Eric,
Four pin CDI systems are much different than the more common 5 and 6 pin CDI's. All CDI's run on a fairly high voltage supply (100-300 volts DC) which charges up a large capacitor, then at the proper time dumps the charge on the capacitor all at once onto the ignition coil primary. Most CDI's get their high voltage directly from its own high voltage winding wound on the stator. Your CDI gets its high voltage from a DC to DC switching power supply inside the CDI which steps up the 12 volts from the battery to the couple hundred volts required to drive the ignition coil primary.
I don't have a picture of a four wire CDI. Airmobile101 has the following picture on his personal album page showing the connections:
ATVConnection.com ATV Enthusiast Community - AIRMOBILE101's Album: Some pics - Picture
BLACK=12VDC/HOT
BLUE/YELLOW=Trigger PULSE
BLACK/YELLOW= TO COIL Primary
GREEN=GROUND
You said you were messing with the stator wires when this stopped working.

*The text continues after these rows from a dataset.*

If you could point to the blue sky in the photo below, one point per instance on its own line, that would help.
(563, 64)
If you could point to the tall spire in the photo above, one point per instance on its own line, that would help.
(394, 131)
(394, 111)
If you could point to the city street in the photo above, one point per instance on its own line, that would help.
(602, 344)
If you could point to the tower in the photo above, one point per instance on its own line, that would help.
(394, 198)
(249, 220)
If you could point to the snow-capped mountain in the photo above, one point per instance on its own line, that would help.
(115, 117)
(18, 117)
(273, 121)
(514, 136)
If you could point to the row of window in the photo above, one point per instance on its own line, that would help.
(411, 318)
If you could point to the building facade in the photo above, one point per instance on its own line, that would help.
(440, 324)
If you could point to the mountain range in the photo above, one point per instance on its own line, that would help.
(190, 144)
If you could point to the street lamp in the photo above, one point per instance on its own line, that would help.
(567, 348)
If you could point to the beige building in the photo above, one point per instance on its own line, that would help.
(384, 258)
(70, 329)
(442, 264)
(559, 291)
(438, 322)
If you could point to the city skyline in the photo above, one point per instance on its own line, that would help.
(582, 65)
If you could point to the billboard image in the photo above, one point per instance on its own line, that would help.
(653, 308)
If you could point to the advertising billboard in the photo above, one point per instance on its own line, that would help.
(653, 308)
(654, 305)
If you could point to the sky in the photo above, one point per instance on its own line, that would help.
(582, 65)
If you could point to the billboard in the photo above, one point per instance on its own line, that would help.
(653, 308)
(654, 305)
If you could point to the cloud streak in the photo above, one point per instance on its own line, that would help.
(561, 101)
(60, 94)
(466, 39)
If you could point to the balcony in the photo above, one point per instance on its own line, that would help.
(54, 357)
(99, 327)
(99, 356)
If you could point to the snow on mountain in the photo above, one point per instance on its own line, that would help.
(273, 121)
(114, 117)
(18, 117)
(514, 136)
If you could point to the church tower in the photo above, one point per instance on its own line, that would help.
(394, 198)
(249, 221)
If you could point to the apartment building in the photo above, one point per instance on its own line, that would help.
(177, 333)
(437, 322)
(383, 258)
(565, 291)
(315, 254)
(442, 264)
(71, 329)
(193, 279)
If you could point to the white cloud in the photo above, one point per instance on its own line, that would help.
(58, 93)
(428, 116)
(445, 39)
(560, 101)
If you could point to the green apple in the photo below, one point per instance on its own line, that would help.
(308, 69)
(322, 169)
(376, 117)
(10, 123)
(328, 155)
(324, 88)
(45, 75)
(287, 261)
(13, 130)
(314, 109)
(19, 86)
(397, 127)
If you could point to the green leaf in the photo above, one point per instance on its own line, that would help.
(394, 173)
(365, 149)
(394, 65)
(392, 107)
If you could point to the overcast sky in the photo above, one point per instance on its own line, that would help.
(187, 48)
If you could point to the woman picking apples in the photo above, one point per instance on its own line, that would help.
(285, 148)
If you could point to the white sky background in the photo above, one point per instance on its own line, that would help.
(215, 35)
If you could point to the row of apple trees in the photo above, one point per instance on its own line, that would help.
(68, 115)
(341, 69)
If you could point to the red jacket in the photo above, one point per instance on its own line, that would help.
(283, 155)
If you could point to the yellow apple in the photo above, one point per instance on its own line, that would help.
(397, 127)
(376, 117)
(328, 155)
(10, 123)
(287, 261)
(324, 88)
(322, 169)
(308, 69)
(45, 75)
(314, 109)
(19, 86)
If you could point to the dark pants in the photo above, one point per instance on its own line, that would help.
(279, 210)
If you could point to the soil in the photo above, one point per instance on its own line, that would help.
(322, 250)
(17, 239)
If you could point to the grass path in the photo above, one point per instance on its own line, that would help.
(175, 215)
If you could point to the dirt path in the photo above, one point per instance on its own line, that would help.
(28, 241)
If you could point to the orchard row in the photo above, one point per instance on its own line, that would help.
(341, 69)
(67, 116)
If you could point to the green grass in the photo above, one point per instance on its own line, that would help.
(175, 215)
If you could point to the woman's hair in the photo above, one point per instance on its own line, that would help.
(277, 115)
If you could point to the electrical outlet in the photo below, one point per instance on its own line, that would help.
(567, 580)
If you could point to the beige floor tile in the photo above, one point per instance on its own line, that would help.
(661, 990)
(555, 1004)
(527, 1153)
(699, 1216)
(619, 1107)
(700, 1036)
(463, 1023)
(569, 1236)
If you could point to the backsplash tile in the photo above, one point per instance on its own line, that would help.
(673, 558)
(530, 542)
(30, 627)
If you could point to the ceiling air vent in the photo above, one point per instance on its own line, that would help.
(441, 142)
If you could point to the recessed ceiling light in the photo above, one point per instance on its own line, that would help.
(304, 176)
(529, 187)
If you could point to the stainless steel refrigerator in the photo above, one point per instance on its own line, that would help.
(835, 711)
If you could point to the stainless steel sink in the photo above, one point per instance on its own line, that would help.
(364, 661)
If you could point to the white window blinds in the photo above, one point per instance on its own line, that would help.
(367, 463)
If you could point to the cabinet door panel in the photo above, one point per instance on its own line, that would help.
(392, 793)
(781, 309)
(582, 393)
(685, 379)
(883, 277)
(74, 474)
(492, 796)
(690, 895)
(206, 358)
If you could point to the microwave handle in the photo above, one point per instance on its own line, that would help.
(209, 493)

The only connection from the stator to the CDI is the trigger pulse wire. Look very carefully at the trigger wire coming off the stator. It will usually go through a connector of some sort near the stator and then off to the CDI. That is the most likely failure point. If you find your wire colors are different from the ones Airmobile101 published, then identify the CDI pin that is the trigger wire, then note what color wire plugs in there. Then look from the same color near the stator.
Another approach is to unplug the CDI and measure the wiring harness pins for proper operation:
1) +12 volts: Should be +12 volts when the ignition switch is on, and zero volts when the ignition is off.
2) Trigger Pin: Should measure 0.2 to 0.5 volts AC to ground when the engine is cranking (note this is AC and not DC volts). Another test: Measure the resistance of the trigger pin in the wiring harness to ground (do this with the engine stopped). It should be about 140 ohms.
3) Ignition Coil: Measure tthe resistance of this wire to ground with the engine stopped. It should be about 2 ohms.
4) Ground: It should read zero ohms to ground.
Kill Switch: There are only a few practical ways to shut down the CDI and kill the spark. I don't know how your quad does this, but here are the ways:
A) Disconnect the 12 volt power to the CDI.
B) Disconnect the CDI ground wire.
C) Short the Ignition Trigger pulse to ground
D) Open up the trigger wire connection from the stator to the CDI. In this case the switch would have to be in series with the stator output on the way to the CDI module.
By going through the tests #1 - 4 above with the kill switch in both positions you should be able to figure out how the kill switch is wired up.